In 2003, a man created a film that came to be known as the best worst movie of all time: The Room, written and directed by Tommy Wiseau, who also stars. Despite its lackluster premiere and absence of a theatrical release, it has garnered a cult following complete with midnight screenings, and cosplays. Years later, James Franco—the latest abuser to face the post-Weinstein reckoning—became enamored with the film. The Disaster Artist, produced, directed by, and starring Franco, is partly based on The Room, but primarily tells the story of a memoir by the same name. Written by Wiseau’s costar Greg Sestero, The Disaster Artist details his journey to Hollywood, his inexplicable friendship with Wiseau, and the difficulties of creating The Room—a film so uniquely terrible that it turned Wiseau into a cultural phenomenon.
Fans of the book might find themselves disappointed with the tone and plot of the film. It tries to make Wiseau look good and often undercuts how truly horrific The Room’s production was. As the memoir documents, Wiseau funneled millions (from unknown sources) into useless details, constantly humiliated and spied on the actors and the production crew, refused to provide them with basic necessities, and fired at least half of them before production concluded. Franco acknowledges very few of these moments, instead presenting Wiseau as a mad, yet miraculously inspired genius.
The book tells Sestero’s personal story as he worked with Wiseau and other actors to make the movie a success. The film shifts Sestero’s role and turns him into an audience stand-in. Despite being relegated to the role of the naïve pseudo-narrator, Dave Franco plays Sestero with the same charm that he brings to all his roles, and the Franco brothers’ dynamic wonderfully echoes Sestero and Wiseau’s real-life friendship.

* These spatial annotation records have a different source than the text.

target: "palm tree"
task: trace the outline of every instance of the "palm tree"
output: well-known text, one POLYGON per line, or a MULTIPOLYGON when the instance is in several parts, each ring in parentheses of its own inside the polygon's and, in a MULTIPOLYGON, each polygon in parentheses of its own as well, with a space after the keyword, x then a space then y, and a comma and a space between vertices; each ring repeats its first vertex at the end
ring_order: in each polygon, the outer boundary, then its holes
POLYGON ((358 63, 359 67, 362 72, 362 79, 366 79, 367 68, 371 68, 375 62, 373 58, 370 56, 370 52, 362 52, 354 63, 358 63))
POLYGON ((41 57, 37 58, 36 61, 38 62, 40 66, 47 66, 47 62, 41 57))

James Franco’s performance is absolutely the highlight of the movie, as he dons a long, ratty, raven-black wig, shadowy makeup, face prosthetics, and several large belts wrapped around his legs. His pitch-perfect imitation of Wiseau’s almost-constantly-drunken demeanor and confusing accent turns the film’s otherwise grounded, somewhat depressing drama into a surreal comedy, as one cannot help but chuckle whenever he opens his mouth.
However, despite Franco’s performance, The Disaster Artist deliberately avoids tackling Wiseau’s more vicious moments. The film addresses a fraction of the many recorded instances of Wiseau’s abusive behaviour, and while Sestero constantly highlights his bizarre narcissism, Franco seems to suggest that this is only one layer of an eccentric genius. His choice clearly illustrates to the audience that his movie is not an adaptation of Sestero’s book but an homage to the uniquely endearing 2003 film and Wiseau himself. He’s not so much a person as a caricature, and Franco’s clear affection for the character conflicts with and undercuts Wiseau’s abusive behaviour. Here’s hoping the Academy doesn’t treat Franco like Franco treats Wiseau.
The Disaster Artist presents the antithesis to the most common Oscar-bait narrative—the struggles of being an artist in Hollywood and creating a masterpiece—and tells the story of a man who utterly failed as a filmmaker, but managed to turn his horrifying creation into a phenomenon. James Franco’s Golden Globes’ hypocrisy, accumulating sexual assault allegations, and pathetic non-apology are deplorable. The movie is funny, harsh, poignant, and uplifting, but at its core, is a film by an abuser celebrating an abuser.